Estábamos en el patio de la casa. Era una de las últimas noches que pasaría en aquel sitio durante algún largo tiempo. Todo permanecía en su lugar, un patio en toda su dimensión: unas orquídeas aferradas a un tronco de naranja agria, unos arbustos de croton en el lateral derecho, nuestra perra husmeando en alguna que otra esquina húmeda, las palomas del vecino ya en sus jaulas y la tendedera de ropa aguantando el peso de unas cuantas sábanas, toallas y pantalones.
Sobre nuestras cabezas, el cielo oscuro pero despejado, haciéndonos una mueca a nuestra pequeñez, a nuestra diminuta existencia.
-Mira bien las estrellas porque será la última vez que las veas probablemente- me dijiste.
– ¿Por qué? – pregunté
_ Porque desde las grandes ciudades dicen que no se ven. El exceso de luces no deja verlas.
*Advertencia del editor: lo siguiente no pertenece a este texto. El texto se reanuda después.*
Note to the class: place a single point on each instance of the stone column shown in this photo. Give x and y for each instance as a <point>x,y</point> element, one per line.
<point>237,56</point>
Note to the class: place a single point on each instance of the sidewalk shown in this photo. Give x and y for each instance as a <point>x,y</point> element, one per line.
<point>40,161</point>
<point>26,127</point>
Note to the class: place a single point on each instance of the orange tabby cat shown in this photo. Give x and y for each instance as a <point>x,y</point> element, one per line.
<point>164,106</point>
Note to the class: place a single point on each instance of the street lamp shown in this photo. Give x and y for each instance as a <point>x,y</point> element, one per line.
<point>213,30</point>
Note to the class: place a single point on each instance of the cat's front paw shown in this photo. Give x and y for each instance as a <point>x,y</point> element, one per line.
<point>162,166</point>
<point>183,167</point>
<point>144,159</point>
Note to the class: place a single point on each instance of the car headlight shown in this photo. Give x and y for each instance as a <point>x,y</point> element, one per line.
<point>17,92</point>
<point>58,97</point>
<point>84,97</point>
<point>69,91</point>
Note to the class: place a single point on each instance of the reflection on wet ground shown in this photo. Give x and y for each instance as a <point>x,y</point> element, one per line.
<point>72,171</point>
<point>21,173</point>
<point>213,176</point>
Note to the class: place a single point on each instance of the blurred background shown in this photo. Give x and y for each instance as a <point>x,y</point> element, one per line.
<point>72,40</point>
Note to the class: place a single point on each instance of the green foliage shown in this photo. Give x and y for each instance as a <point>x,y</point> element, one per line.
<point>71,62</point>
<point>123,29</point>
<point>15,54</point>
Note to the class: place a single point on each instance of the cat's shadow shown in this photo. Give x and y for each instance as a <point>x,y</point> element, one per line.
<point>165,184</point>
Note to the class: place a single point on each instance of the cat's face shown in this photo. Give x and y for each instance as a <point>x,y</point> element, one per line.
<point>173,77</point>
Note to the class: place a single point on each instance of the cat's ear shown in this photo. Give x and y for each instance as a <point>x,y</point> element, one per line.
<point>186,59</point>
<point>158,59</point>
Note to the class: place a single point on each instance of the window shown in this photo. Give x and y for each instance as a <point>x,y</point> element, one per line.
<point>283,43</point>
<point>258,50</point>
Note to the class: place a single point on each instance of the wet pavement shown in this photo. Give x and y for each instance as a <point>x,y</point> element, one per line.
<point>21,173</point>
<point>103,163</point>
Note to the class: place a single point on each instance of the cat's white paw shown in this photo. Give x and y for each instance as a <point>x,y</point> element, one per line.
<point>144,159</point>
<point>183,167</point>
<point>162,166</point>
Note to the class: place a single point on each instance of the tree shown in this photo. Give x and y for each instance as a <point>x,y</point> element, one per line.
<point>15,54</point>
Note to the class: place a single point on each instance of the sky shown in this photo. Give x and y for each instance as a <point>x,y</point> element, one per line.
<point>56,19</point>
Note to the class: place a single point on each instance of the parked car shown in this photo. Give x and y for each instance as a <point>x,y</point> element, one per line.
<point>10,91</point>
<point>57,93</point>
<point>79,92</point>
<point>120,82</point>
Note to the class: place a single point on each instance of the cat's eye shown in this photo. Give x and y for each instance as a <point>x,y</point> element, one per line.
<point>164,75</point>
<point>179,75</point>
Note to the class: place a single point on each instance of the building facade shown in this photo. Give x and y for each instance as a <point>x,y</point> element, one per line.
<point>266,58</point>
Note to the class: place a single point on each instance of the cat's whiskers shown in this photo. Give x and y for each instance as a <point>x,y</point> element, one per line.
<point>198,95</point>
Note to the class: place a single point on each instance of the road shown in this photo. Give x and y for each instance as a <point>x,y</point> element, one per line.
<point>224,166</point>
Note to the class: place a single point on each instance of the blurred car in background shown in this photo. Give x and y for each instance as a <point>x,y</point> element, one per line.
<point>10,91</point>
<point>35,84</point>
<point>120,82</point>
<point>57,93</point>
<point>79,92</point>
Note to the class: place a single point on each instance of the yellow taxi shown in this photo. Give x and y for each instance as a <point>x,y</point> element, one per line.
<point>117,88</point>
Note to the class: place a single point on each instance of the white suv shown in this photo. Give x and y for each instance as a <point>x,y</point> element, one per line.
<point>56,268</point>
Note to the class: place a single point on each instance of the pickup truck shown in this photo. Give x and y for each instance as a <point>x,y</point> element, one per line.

Se estremeció algo en mí y me creí afortunada en aquel pedazo de patio. Sentí que renunciaba desde ese día a mi manta de estrellas. Tenía una constelación de luces allá arriba, la Osa Menor posaba más clara que nunca. O al menos eso creí en aquel estado de confusión.
Pensé una sarta de estupideces e hipótesis pues seguramente desde las calles de New York tampoco se podrían contemplar las estrellas, ni en París, ni en Londres y mucho menos en Las Vegas y Dubái, ni en Hong Kong, ni en Madrid, ni en cualquier otra ciudad de bombillas encendidas.
Llego a Madrid y una noche, no sé cuál, miro de reojo al cielo y allí estaban parpadeando. Era la misma manta de estrellas que cubría el patio de mi casa. Y entonces olvidé si se veían o no las estrellas desde ciudades modernas y empecé a googlear, desenfrenadamente, sobre “teorías estúpidas creadas por el hombre y para confundir a los hombres”.